La construction d’un parking souterrain sous la place d’Armes à Yverdon-les-Bains n’a pas fini de soulever des passions. Son redimensionnement (de 1000 places à 430) proposée par la Municipalité à majorité gauche-verte suscite l’ire du PLR. Lequel envisage de déposer une initiative populaire qui obligerait ladite Municipalité à augmenter la taille de ce parking, « un peu sur le modèle victorieusement utilisé dans le cadre de la route de contournement choisie par le peuple yverdonnois » écrit le quotidien La Région. Ainsi, après avoir décidé en 2012 la construction plus que laborieuse d’une telle route destinée à décharger le centre-ville du trafic, les Yverdonnois seraient invités à cautionner un immense parking destiné à aspirer un maximum d’automobiles vers le centre-ville. Gribouille n’aurait pas fait mieux !
S’inspirer d’exemples réussis
L’un des arguments du PLR est de redouter que l’attractivité voire la survie du centre-ville et de ses commerçants ne soit gravement menacée sans un méga parking. Sans revenir sur l’aberration écologique d’une telle réalisation qui en plus d’attirer un nombre croissant d’automobiles empêcherait tout développement de grands arbres devenus indispensables avec le réchauffement climatique, il serait peut-être judicieux que les Yverdonnois jettent un regard sur ce qui se passe ailleurs.

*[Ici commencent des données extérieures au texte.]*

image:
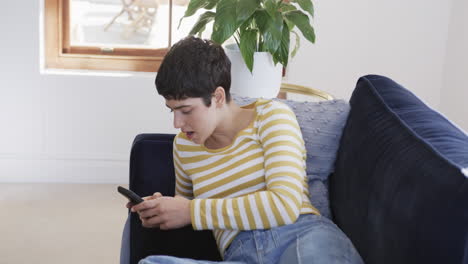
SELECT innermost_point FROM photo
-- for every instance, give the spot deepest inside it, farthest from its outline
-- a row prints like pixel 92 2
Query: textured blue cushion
pixel 400 189
pixel 321 126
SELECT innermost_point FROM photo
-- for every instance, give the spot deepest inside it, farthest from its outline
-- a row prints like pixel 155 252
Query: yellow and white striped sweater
pixel 257 182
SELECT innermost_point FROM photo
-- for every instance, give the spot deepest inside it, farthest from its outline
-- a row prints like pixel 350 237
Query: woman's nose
pixel 178 122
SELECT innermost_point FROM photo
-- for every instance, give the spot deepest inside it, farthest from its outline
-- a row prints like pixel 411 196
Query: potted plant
pixel 257 26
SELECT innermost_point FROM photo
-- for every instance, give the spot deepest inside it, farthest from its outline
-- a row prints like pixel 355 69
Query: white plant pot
pixel 265 79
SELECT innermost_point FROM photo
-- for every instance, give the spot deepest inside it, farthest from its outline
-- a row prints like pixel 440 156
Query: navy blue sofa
pixel 399 190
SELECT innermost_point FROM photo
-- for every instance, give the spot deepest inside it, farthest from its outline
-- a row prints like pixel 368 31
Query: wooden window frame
pixel 60 55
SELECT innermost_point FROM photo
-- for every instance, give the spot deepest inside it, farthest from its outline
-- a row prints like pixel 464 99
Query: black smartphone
pixel 131 196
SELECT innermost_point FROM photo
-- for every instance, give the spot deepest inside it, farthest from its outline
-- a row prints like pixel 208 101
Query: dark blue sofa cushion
pixel 400 189
pixel 152 170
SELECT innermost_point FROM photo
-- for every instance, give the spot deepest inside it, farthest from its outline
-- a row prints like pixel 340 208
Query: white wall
pixel 454 94
pixel 404 40
pixel 79 128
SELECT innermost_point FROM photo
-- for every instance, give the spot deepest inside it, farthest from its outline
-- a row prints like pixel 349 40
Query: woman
pixel 240 171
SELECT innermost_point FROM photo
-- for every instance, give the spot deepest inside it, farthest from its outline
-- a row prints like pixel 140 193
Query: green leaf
pixel 211 4
pixel 301 20
pixel 225 21
pixel 297 45
pixel 248 45
pixel 285 7
pixel 245 8
pixel 204 19
pixel 271 7
pixel 282 54
pixel 307 6
pixel 270 28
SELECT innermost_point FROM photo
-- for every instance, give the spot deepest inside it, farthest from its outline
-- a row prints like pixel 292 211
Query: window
pixel 128 35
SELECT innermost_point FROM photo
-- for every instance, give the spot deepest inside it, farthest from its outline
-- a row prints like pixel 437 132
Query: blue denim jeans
pixel 311 239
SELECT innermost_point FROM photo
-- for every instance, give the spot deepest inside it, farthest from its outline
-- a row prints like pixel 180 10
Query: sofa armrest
pixel 400 187
pixel 152 170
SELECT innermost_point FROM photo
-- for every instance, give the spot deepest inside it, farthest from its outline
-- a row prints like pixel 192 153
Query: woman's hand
pixel 154 196
pixel 164 212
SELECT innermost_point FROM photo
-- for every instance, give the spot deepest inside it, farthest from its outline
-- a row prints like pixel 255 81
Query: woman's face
pixel 194 118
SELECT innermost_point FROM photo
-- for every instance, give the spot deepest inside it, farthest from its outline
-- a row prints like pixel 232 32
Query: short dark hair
pixel 194 67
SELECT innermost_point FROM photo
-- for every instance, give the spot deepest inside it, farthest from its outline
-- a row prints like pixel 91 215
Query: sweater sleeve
pixel 284 166
pixel 183 185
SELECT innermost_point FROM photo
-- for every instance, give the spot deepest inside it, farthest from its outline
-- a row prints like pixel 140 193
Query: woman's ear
pixel 220 96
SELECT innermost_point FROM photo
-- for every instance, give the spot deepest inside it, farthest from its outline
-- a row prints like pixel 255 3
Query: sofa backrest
pixel 400 187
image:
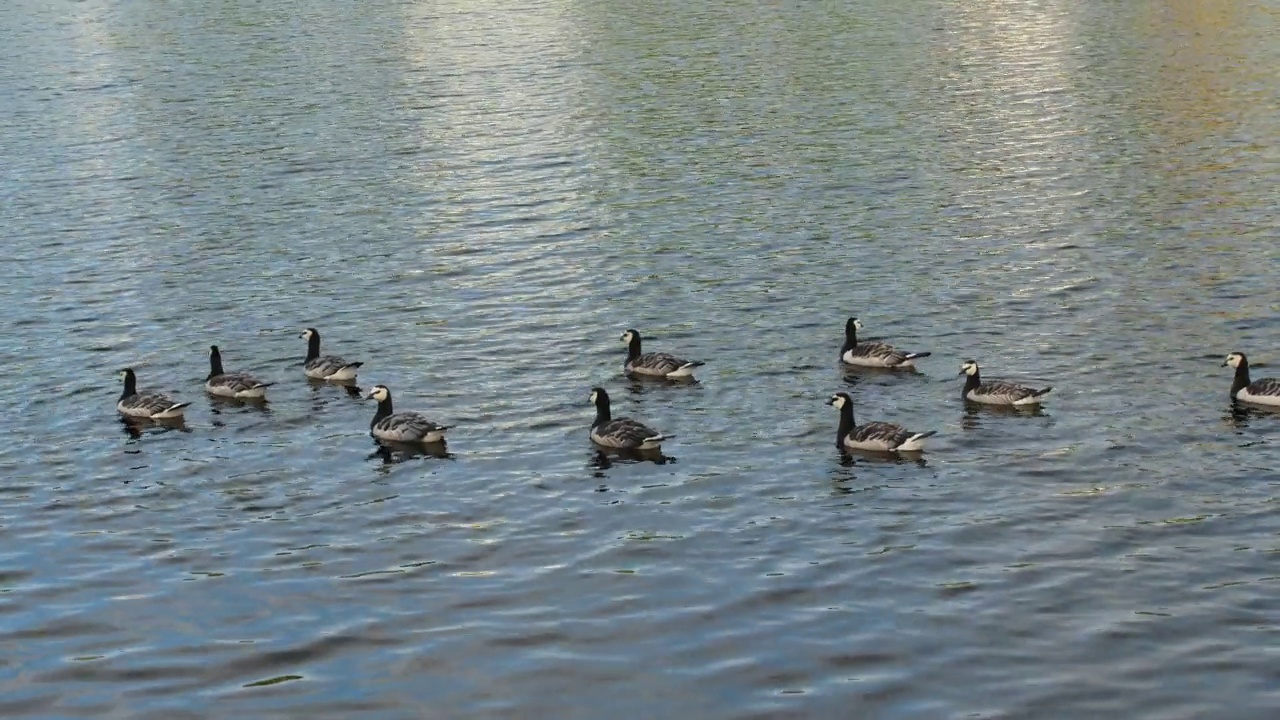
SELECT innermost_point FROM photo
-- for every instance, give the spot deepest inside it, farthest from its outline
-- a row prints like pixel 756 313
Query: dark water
pixel 478 199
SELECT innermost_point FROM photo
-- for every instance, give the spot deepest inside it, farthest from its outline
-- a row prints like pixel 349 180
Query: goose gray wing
pixel 625 432
pixel 408 427
pixel 1265 387
pixel 149 404
pixel 878 354
pixel 659 364
pixel 236 382
pixel 329 365
pixel 1013 392
pixel 888 433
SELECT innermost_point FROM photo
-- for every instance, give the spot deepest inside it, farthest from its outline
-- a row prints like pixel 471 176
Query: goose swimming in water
pixel 622 433
pixel 325 367
pixel 151 405
pixel 656 364
pixel 232 384
pixel 880 437
pixel 997 392
pixel 402 427
pixel 873 354
pixel 1265 391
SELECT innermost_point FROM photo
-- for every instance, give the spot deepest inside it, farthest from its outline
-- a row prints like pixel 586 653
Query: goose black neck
pixel 850 337
pixel 602 410
pixel 384 410
pixel 215 363
pixel 1242 377
pixel 846 423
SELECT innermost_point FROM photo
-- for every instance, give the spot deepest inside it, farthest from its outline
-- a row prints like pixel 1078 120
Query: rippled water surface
pixel 476 199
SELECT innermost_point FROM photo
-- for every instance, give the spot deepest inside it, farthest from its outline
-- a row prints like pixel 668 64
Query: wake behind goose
pixel 997 392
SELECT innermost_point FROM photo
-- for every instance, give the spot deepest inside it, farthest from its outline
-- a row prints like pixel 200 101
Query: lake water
pixel 478 199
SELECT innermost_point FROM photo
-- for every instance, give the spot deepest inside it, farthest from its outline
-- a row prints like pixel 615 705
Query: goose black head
pixel 599 396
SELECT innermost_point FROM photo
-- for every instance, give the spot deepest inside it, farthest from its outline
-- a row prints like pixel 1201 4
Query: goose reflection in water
pixel 136 427
pixel 394 452
pixel 350 387
pixel 850 458
pixel 974 413
pixel 606 459
pixel 1239 414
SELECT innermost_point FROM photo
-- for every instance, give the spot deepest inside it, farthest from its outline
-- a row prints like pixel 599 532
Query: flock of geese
pixel 626 433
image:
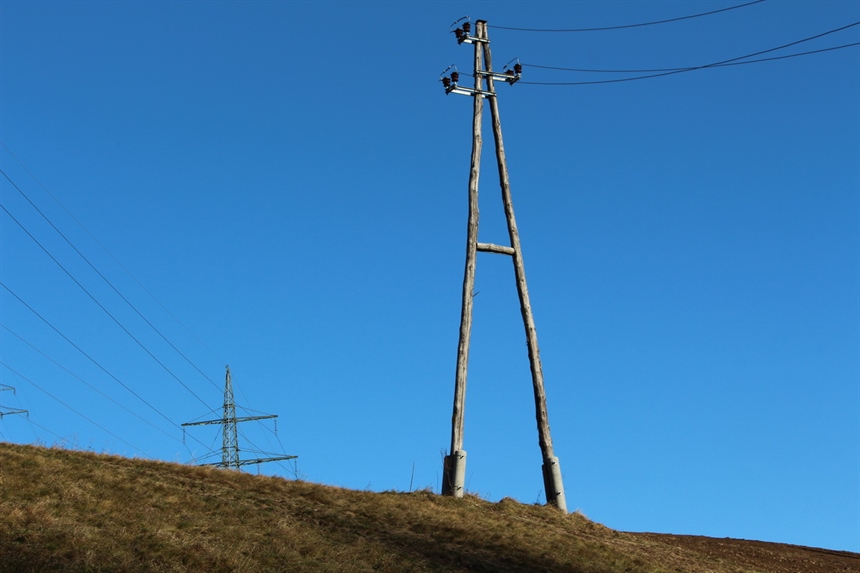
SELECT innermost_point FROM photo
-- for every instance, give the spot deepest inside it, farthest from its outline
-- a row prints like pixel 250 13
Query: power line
pixel 129 273
pixel 693 68
pixel 72 409
pixel 605 28
pixel 106 311
pixel 134 308
pixel 730 62
pixel 91 359
pixel 70 373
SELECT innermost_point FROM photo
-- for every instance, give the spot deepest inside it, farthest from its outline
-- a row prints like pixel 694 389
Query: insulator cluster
pixel 463 33
pixel 451 81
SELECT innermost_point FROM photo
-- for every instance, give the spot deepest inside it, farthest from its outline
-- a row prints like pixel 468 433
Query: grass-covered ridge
pixel 64 510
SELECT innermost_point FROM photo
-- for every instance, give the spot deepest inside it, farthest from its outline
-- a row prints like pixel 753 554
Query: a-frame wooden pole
pixel 551 469
pixel 454 470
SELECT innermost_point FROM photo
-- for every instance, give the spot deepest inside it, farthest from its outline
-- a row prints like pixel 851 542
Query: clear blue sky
pixel 289 181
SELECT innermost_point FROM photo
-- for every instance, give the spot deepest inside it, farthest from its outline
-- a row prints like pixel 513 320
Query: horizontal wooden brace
pixel 491 248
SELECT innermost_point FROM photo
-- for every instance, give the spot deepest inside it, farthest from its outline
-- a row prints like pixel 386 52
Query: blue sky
pixel 281 187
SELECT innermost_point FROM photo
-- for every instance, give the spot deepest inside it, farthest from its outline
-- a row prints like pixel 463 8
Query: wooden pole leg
pixel 454 478
pixel 553 484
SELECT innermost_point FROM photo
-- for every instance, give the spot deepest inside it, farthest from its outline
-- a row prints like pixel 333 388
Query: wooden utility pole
pixel 455 463
pixel 454 468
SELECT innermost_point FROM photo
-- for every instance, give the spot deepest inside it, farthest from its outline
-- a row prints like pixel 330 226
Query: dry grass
pixel 76 511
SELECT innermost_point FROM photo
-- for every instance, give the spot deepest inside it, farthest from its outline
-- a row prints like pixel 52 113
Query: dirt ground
pixel 761 556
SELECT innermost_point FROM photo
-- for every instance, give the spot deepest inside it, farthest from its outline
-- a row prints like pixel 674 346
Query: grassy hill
pixel 64 510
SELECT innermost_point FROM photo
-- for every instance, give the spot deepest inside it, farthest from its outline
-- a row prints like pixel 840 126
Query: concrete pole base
pixel 553 484
pixel 454 474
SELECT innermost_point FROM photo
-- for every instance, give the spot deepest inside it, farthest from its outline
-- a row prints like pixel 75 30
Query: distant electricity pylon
pixel 229 421
pixel 5 410
pixel 454 470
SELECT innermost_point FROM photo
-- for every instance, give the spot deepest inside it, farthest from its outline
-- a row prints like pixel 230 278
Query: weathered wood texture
pixel 541 414
pixel 458 416
pixel 492 248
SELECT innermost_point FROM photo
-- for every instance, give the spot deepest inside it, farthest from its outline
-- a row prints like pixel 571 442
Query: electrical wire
pixel 732 61
pixel 93 360
pixel 605 28
pixel 129 273
pixel 134 308
pixel 106 311
pixel 93 388
pixel 695 68
pixel 96 424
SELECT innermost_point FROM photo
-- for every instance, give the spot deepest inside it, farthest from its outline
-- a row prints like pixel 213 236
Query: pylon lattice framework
pixel 230 441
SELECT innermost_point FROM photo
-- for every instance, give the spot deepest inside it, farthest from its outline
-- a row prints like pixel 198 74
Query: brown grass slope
pixel 74 511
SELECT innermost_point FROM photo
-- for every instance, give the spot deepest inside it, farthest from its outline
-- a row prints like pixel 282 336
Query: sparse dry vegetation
pixel 76 511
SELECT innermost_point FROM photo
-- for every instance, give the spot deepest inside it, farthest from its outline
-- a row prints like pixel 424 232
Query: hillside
pixel 77 511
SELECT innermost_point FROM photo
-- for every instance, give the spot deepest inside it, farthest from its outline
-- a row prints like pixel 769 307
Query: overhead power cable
pixel 730 62
pixel 625 26
pixel 101 306
pixel 134 308
pixel 91 359
pixel 90 420
pixel 93 388
pixel 129 273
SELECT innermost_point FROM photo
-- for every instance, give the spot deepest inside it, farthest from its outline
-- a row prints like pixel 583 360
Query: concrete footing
pixel 454 474
pixel 553 484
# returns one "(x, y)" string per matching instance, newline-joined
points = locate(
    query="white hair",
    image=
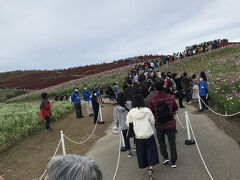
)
(73, 167)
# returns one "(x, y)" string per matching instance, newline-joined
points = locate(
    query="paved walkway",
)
(221, 154)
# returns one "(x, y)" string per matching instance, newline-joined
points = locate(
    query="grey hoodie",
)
(120, 114)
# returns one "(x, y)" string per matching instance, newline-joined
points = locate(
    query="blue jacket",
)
(86, 95)
(203, 88)
(75, 98)
(98, 91)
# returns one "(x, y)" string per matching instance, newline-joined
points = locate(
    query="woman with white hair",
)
(72, 167)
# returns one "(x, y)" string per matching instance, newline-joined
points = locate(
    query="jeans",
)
(78, 110)
(89, 107)
(171, 139)
(47, 121)
(188, 95)
(126, 140)
(96, 110)
(204, 98)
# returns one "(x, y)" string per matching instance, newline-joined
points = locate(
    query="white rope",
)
(75, 142)
(200, 154)
(119, 155)
(224, 115)
(52, 156)
(179, 121)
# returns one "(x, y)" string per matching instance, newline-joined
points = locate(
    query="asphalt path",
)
(220, 152)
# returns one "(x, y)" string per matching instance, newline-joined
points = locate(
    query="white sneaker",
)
(174, 165)
(165, 161)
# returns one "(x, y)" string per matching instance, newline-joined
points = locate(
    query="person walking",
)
(87, 100)
(203, 92)
(180, 90)
(45, 110)
(131, 90)
(119, 115)
(163, 106)
(95, 105)
(143, 119)
(115, 89)
(75, 98)
(195, 88)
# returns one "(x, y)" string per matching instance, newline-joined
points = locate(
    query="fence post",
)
(100, 114)
(63, 144)
(189, 141)
(200, 103)
(123, 142)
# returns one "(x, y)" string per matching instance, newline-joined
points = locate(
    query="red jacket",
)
(45, 111)
(172, 105)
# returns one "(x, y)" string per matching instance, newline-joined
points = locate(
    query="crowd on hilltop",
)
(148, 98)
(189, 51)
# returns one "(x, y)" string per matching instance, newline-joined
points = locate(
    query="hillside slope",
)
(43, 79)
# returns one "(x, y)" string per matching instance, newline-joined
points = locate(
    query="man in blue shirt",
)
(87, 100)
(203, 92)
(75, 98)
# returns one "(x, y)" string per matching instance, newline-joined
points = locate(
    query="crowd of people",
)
(148, 99)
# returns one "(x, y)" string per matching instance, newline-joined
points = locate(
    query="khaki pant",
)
(89, 107)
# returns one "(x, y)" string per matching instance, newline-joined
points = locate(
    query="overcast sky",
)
(53, 34)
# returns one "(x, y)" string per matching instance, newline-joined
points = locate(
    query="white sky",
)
(53, 34)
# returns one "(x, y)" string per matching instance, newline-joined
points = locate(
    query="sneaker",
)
(165, 161)
(123, 149)
(134, 149)
(174, 165)
(129, 155)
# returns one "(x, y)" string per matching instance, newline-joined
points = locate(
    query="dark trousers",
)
(78, 110)
(95, 110)
(47, 121)
(126, 140)
(147, 153)
(188, 95)
(204, 98)
(171, 139)
(180, 98)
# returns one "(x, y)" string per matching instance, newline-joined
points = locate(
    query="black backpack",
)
(164, 115)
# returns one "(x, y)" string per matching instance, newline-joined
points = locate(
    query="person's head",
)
(85, 87)
(159, 85)
(44, 95)
(76, 89)
(201, 78)
(129, 82)
(121, 99)
(138, 101)
(72, 167)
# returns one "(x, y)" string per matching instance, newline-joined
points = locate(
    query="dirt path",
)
(28, 159)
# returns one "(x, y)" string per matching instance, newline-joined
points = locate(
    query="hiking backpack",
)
(163, 112)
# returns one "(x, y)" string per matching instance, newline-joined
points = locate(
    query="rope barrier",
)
(52, 156)
(119, 155)
(179, 121)
(200, 154)
(75, 142)
(224, 115)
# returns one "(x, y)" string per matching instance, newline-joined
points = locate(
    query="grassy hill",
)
(223, 71)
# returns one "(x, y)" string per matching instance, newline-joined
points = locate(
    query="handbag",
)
(130, 131)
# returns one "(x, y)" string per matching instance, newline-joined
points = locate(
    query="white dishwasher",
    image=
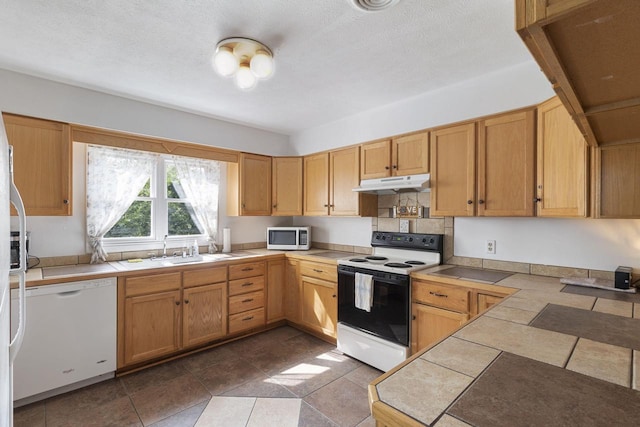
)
(70, 337)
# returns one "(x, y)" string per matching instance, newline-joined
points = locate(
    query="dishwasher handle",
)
(14, 197)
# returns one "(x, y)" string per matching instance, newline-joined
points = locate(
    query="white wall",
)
(507, 89)
(341, 231)
(32, 96)
(595, 244)
(600, 244)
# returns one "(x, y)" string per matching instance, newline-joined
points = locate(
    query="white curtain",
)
(115, 177)
(200, 180)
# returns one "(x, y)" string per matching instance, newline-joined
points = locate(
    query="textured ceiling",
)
(332, 60)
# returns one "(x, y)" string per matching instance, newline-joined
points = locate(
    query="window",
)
(173, 211)
(136, 198)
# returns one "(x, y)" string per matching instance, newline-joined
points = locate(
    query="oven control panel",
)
(431, 242)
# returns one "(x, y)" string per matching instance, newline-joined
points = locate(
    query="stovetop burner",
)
(397, 265)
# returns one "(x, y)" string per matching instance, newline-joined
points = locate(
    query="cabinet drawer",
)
(204, 276)
(320, 271)
(249, 284)
(247, 320)
(249, 269)
(245, 302)
(152, 284)
(444, 296)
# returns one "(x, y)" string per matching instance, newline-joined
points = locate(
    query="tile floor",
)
(280, 377)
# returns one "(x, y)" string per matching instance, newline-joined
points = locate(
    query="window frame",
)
(159, 220)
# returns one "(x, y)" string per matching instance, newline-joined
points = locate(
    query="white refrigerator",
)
(9, 345)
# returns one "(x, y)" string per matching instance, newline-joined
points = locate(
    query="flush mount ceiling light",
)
(373, 5)
(244, 59)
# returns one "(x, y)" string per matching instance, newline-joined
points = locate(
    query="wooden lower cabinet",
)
(430, 324)
(320, 305)
(292, 292)
(275, 290)
(204, 315)
(152, 326)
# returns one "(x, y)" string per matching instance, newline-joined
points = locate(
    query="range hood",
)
(395, 184)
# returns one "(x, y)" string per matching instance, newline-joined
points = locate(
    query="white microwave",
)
(289, 238)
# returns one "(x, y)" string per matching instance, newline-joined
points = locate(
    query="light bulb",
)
(262, 64)
(245, 79)
(225, 62)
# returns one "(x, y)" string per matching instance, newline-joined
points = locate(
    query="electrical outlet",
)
(491, 246)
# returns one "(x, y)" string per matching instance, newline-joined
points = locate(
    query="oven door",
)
(389, 315)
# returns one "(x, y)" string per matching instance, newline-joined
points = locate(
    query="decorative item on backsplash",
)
(408, 207)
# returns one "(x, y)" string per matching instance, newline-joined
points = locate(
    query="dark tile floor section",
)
(513, 389)
(283, 363)
(596, 326)
(602, 293)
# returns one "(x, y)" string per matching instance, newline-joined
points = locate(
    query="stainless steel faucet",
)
(164, 247)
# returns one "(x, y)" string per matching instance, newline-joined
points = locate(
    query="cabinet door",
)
(344, 174)
(562, 186)
(430, 324)
(453, 170)
(618, 181)
(42, 164)
(275, 290)
(152, 326)
(249, 185)
(320, 305)
(316, 184)
(204, 315)
(375, 159)
(292, 295)
(410, 154)
(286, 194)
(506, 158)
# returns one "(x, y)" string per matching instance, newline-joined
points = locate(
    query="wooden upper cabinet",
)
(403, 155)
(375, 160)
(316, 184)
(410, 154)
(453, 170)
(344, 167)
(618, 181)
(329, 179)
(42, 164)
(589, 51)
(562, 175)
(506, 160)
(249, 185)
(286, 194)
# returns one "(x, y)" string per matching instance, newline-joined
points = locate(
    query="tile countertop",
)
(545, 355)
(60, 274)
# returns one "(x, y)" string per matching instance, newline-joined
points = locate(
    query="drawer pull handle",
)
(436, 294)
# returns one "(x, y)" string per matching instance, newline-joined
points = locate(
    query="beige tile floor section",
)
(251, 412)
(432, 387)
(619, 308)
(538, 344)
(588, 356)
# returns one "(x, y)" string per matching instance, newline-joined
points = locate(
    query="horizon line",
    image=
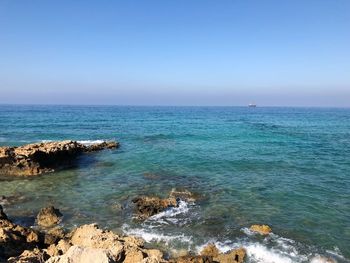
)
(170, 105)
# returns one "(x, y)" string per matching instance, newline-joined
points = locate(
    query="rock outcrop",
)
(49, 216)
(261, 229)
(149, 206)
(38, 158)
(184, 195)
(90, 242)
(14, 239)
(211, 252)
(30, 256)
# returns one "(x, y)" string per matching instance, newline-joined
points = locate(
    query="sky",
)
(183, 52)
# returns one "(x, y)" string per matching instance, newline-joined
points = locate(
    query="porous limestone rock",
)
(77, 254)
(14, 239)
(261, 229)
(38, 158)
(149, 206)
(49, 216)
(30, 256)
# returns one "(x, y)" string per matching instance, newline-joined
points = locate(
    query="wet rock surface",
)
(14, 239)
(212, 253)
(261, 229)
(38, 158)
(49, 216)
(149, 206)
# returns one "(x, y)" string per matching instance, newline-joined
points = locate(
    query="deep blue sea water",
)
(285, 167)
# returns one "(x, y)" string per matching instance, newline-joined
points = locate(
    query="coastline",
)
(145, 207)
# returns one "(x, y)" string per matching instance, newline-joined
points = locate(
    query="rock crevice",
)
(38, 158)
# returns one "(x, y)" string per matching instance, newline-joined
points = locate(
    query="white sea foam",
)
(170, 213)
(153, 236)
(90, 142)
(272, 249)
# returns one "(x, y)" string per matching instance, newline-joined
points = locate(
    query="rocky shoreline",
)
(48, 242)
(39, 158)
(87, 243)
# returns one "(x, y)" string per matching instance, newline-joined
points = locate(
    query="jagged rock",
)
(233, 256)
(184, 195)
(92, 236)
(321, 259)
(192, 259)
(101, 146)
(134, 256)
(261, 229)
(154, 256)
(149, 206)
(61, 248)
(14, 239)
(38, 158)
(53, 235)
(210, 250)
(2, 214)
(30, 256)
(8, 200)
(77, 254)
(49, 216)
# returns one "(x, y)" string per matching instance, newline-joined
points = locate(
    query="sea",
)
(285, 167)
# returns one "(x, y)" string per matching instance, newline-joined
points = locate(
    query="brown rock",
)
(101, 146)
(149, 206)
(59, 249)
(30, 256)
(93, 237)
(233, 256)
(54, 235)
(184, 195)
(2, 214)
(38, 158)
(261, 229)
(192, 259)
(77, 254)
(49, 216)
(210, 250)
(134, 256)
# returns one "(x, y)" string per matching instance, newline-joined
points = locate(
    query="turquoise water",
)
(286, 167)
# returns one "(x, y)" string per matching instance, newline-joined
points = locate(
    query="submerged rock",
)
(30, 256)
(210, 250)
(49, 216)
(38, 158)
(232, 256)
(2, 214)
(321, 259)
(77, 254)
(149, 206)
(184, 195)
(261, 229)
(14, 239)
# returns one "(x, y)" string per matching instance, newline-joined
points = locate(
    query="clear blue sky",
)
(186, 52)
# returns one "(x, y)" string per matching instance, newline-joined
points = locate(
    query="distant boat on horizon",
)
(252, 105)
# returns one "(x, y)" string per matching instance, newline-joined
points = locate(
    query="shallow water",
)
(286, 167)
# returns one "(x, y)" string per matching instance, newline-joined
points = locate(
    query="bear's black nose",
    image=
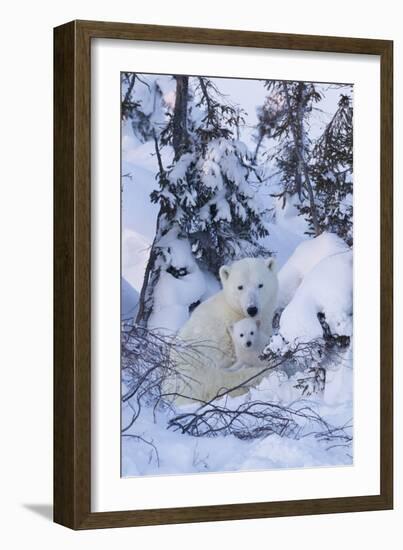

Toujours plus nombreuses sont en effet les villes, moyennes ou grandes, qui dans le monde évacuent l’automobile de leur centre, pour le bien-être de tous leurs habitants, y compris des commerçants. Évidemment, il ne suffit pas de dire stop à la voiture sans prendre des mesures d’aménagement du territoire qui engagent les prochaines générations pour des décennies.
Ljubljana, ou l’histoire d’un pari fou réussi
Parmi les réalisations qui méritent notre attention, il y a l’exemple remarquable de Ljubljana, capitale de la Slovénie (notre image d’ouverture). Comme le révèle un récent reportage de France 2 dont s’inspire, dans un article, l’association Rue de l’Avenir active en Suisse romande, le centre-ville de Ljubljana a le même niveau sonore qu’une forêt. Plus aucune voiture n’y circule, pas même des taxis. Si au début les habitants ont manifesté leur mécontentement, ils se montrés enthousiastes un an plus tard, louant une ambiance paisible. Quant aux commerçants, ils se frottent les mains. En cinq ans, certains d’entre eux ont vu leur chiffre d’affaire augmenter de 30% !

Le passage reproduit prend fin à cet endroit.